Oui, et le saut qualitatif est réel. L'IA ne crée pas la cybercriminalité, elle la rend plus crédible, plus rapide et moins coûteuse. On voit déjà monter des attaques de phishing, de vishing et d'usurpation enrichies par l'IA : faux appels de banque ou d'administration, messages d'urgence beaucoup mieux rédigés, clonage de voix, faux interlocuteurs vidéo, faux support technique, faux messages d'un employeur ou d'un proche. Pour un expatrié ou un voyageur, cela marche d'autant mieux que le contexte est flou : nouveau pays, nouveaux numéros, nouvelles procédures, parfois nouvelle langue. Le risque nouveau, ce n'est pas seulement la sophistication technique. C'est la disparition progressive des signaux grossiers qui permettaient autrefois de repérer l'arnaque au premier coup d'œil.
Pour les Français de l'étranger, le bénéfice démocratique est réel.
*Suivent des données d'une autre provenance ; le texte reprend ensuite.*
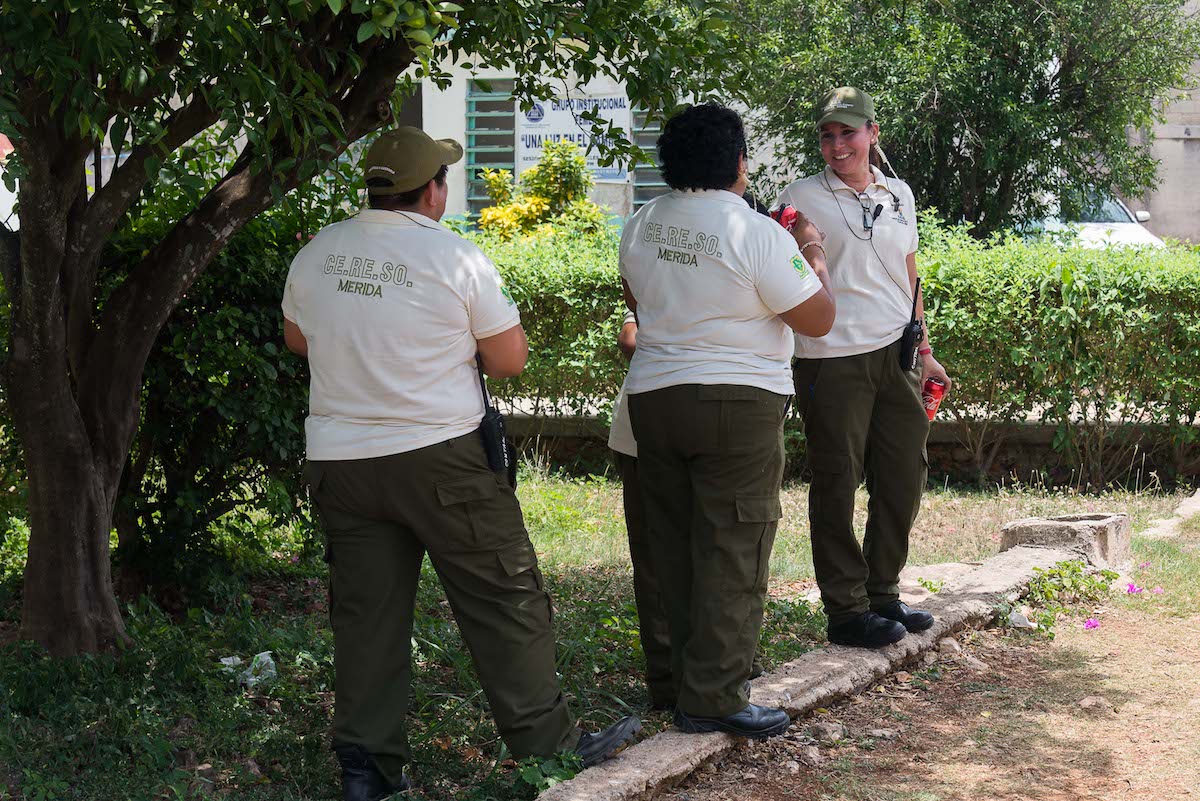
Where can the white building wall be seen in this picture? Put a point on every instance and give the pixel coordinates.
(1174, 205)
(444, 114)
Le risque, lui, ne disparaît jamais ; il doit être encadré, audité et expliqué

Pensez-vous que le vote électronique lors des élections consulaires fin mai 2026 est une bonne chose ou constitue un trop gros risque ?
C'est un arbitrage entre accessibilité démocratique et surface de risque. D'un côté, pour des Français dispersés sur plusieurs continents, le vote par internet améliore clairement la participation potentielle. De l'autre côté, il faut être lucide : un vote en ligne n'élimine pas le risque, il le déplace. Le problème n'est pas seulement la plateforme de vote, mais aussi le terminal de l'électeur, son mail, son téléphone, son environnement réseau, la récupération des identifiants, la coercition domestique ou professionnelle, et l'impossibilité pratique de garantir à grande échelle un niveau homogène de sécurité côté votant. Donc ce n'est ni "une folie", ni "une solution magique". C'est un choix acceptable à condition d'assumer qu'il repose sur un équilibre imparfait : plus de facilité d'accès, mais une confiance technique et opérationnelle plus exigeante. Pour les Français de l'étranger, le bénéfice démocratique est réel. Le risque, lui, ne disparaît jamais ; il doit être encadré, audité et expliqué sans storytelling technophile.